Once recruiters are inside their assigned high schools, the Army’s Recruiting Command instructs them to “effectively penetrate the school market” and “(b)e so helpful and so much a part of the school scene that you are in constant demand”, with the goal of “school ownership that can only lead to a greater number of Army enlistments.” That includes volunteering to serve as coaches for high school sports teams, involvement with the local Boy Scouts, attending as many all school functions and assemblies, and even “eating lunch in the school cafeteria several times each month”.
The report documents a number of specific cases, mostly in New York and California — the two most populous states with the largest number of minority high school students — in which recruiters clearly followed these instructions. In a survey of nearly 1,000 children, aged 14 to 17, enrolled in New York City high schools, the ACLU New York affiliate found that more than one five respondents — equally distributed among the different grades — reported the use of class time by military recruiters, and 35 percent said military recruiters had access to multiple locations in their schools where they could meet students.

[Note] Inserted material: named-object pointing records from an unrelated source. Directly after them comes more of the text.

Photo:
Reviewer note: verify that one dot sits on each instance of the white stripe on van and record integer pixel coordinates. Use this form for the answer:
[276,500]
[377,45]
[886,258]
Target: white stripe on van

The report also noted that the Pentagon’s central recruitment database systematically collected information on 16-year-olds and, in some cases even 15-year-olds, including their name, home address and telephones, email addresses, grade point averages, height and weight information, and racial and ethnic data obtained from a variety of public and private sources. The explicit purpose of the database is to assist the military in its “direct marketing recruiting efforts”. As the result of a 2006 ACLU lawsuit, the Pentagon agreed to stop collecting data about students younger than 16.
But recruitment efforts even dip below 15-year-olds, according to the report, which found that the Pentagon’s Reserve Officer Training Corps (JROTC), which operate at more than 3,000 junior high schools, middle schools, and high schools across the country, target children as young as 14 for recruitment. The report cited recent studies that found that enrollment in some JROTC programmes was involuntary.
JROTC “cadets”, of whom there were nearly 300,000 in 2005, receive military uniforms and conduct military drills and marches, handle real and wooden rifles, and learn military history, according to the report, which noted that the programme is explicitly designed to “enhance recruiting efforts”. African American and Latin students make up 54 percent of JROTC programmes.
JROTC also oversees the Middle School Cadet Corps (MSCC), in which children ages 11 to 14 can participate, according to the report. Florida, Texas, and Chicago schools offer military-run after-school MSCC programmes in which children take part in drills with wooden rifles and military chants, learn first-aid, civics, military history and, in some cases, wear uniforms to school for inspection once a week.
The Army also uses an online video game, called “America’s Army”, to attract potential recruits as young as 13, train them to use weapons, and engage in virtual combat and other military missions. Launched in 2002, the video game had attracted 7.5 million registered users by September 2006.